Officially, the alignment requirement is 8. Earlier versions of the header file did not stipulate 8-byte alignment, and changing the declaration would have resulted in existing structures which (inadvertently) misaligned the field changing size and layout when the new requirement was imposed. So the 32-bit structure was sort-of grandfathered in. You should still align it on 8-byte boundaries, but the header file doesn't enforce it to avoid breaking existing code.

Fortunately, when the 64-bit version was introduced, the proper alignment directive was introduced right off the bat. How about that: sometimes Microsoft learns from its mistakes after all.

Why are the alignment requirements greater than the natural word size? To avoid the ABA problem. A standard workaround for the ABA problem is to append additional information (a "tag") to the pointer so that when the value changes from B back to A, the tag ensures that the second A still looks different from the first one. Many CPU architectures have a "double-pointer-sized atomic compare-and-swap" instruction, and some of them have the additional requirement that the double-pointer needs to be on a double-pointer boundary (8 bytes for 32-bit pointers and 16 bytes for 64-bit pointers).

"But wait, the double-pointer compare-and-swap is used on the SLIST_HEADER, not on the SLIST_ENTRY. Why does the SLIST_ENTRY need to be double-pointer aligned, too?"

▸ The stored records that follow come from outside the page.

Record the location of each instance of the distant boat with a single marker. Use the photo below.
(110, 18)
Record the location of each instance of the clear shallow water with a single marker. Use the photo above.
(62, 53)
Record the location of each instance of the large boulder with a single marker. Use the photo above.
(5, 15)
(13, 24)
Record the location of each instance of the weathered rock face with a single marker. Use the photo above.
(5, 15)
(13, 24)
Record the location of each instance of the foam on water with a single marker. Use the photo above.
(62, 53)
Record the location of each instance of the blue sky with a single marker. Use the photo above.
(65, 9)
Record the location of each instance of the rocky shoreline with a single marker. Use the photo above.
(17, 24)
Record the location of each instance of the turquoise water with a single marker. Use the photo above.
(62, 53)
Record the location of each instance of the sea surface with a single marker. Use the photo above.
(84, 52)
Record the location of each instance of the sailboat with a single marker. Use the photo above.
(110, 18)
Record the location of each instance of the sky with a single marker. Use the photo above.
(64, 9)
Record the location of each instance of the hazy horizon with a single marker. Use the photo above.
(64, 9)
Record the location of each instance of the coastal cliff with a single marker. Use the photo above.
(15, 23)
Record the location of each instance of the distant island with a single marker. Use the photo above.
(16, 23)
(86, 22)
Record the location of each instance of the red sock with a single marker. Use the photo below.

While it's true that many CPU architectures have a "double-pointer-sized atomic compare-and-swap" instruction, some support only a "pointer-sized atomic compare-and-swap". For example, the original AMD64 architecture did not have a CMPXCHG16B instruction; the largest data size for an atomic compare-and-swap was 8 bytes. As a result, the Slist functions need to pack a 64-bit pointer, a list depth, and tag information into a single 64-bit value. One of the tricks they used was imposing a memory alignment of 16 bytes. This freed up four bits in the pointer for use as a tag.